The thesis is that most people really do want to do a good job, at any level. (If you don't agree, read no further?) But they need to be allowed to do so, and the right conditions. Of course, 'management' must manage the work, but the rest of us must be allowed to manage our own jobs within that constraint. Of course, this needs shared corporate/organisational objectives, shared values, mutual trust, great communication skills and conduits, and all the rest. But it also requires each employee's 'sapiential control' of their own job, once fully trained, specifically informed by the answers to the following five questions:
- I know WHAT my job is;
- I know 'WHY' my job is, and how it impacts on all my colleagues. (Christina' point?);
- I know HOW to do my job - obviously?;
- I know HOW WELL I am doing - well, badly or indifferently - objectively and fairly (and regularly, not intermittently!);
- I know (or am encouraged to find out ) HOW to to do it EVEN BETTER.
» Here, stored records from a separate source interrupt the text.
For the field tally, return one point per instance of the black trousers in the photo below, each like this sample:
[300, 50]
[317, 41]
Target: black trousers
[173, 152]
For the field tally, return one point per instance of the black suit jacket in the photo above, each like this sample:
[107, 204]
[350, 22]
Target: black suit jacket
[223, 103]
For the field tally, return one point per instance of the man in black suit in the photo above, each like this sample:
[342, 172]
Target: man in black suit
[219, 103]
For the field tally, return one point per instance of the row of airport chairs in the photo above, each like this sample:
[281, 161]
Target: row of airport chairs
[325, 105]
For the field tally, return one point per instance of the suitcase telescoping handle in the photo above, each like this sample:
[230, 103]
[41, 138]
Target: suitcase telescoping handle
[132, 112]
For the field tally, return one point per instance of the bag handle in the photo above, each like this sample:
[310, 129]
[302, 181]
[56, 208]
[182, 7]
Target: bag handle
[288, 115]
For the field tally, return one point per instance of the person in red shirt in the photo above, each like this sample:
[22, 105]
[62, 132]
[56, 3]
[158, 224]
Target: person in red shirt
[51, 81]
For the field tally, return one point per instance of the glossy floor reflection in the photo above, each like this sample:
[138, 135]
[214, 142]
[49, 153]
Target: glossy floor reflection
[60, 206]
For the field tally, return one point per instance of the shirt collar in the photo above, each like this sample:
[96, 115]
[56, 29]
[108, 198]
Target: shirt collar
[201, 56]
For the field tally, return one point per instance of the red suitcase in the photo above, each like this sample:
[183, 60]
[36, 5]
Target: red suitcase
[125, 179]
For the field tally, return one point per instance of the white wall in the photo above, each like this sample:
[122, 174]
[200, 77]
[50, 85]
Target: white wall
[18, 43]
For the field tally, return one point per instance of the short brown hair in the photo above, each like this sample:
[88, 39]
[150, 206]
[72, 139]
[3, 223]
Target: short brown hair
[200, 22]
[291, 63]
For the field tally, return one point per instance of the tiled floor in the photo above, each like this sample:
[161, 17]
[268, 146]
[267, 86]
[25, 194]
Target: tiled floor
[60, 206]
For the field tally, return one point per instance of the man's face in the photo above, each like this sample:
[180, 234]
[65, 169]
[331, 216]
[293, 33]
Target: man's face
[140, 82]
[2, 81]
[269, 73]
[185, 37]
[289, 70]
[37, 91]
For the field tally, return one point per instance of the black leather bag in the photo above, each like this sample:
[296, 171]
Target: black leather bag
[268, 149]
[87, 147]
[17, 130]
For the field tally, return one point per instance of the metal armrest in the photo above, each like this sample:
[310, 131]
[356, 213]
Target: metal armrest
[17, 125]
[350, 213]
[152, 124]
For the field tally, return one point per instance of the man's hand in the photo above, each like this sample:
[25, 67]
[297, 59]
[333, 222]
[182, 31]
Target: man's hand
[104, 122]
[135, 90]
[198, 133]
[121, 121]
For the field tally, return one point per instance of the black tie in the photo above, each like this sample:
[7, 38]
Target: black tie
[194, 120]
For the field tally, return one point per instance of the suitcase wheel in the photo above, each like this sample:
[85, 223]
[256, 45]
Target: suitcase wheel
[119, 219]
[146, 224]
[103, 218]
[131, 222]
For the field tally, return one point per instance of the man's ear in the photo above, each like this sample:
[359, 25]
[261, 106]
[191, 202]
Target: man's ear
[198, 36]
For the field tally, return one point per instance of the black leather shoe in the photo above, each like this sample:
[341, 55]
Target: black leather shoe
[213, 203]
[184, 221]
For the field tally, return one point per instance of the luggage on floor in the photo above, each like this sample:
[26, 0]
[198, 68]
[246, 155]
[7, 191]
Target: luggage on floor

All blindingly obvious? I always thought so as an MD - until I asked my colleagues across some 25 sites in the UK when I first came across this philosophy. Some managers resisted - especially first-line supervisors. ("What? - take away *our* control? You'll do us out of a job!") Now, some years later after talking with many other organisations, I know this is not at all obvious!
And what a breath of fresh air this approach can produce! People I was responsible for who had even quite 'ordinary' (if very important) jobs in my organisation felt able to contribute meaningfully for the first time. They knew very well what worked within their own jobs, and what didn't. But they claimed they had never been asked! (Not actually true in many cases, but they believed they hadn't been listened to - which was almost certianly true.) And in this new environment, they came up with more ingenious and productive ideas within their own spehere of action than many more highly paid managers had done in several generations. The principles of 'Kaizen' (little by little, small continuous improvements add up to vast leaps forward) - beautifully demonstrated.
Do try it? But please note: this process has to be driven, and fully supported, from the top! If the bosses don't really believe in it, why should anyone else?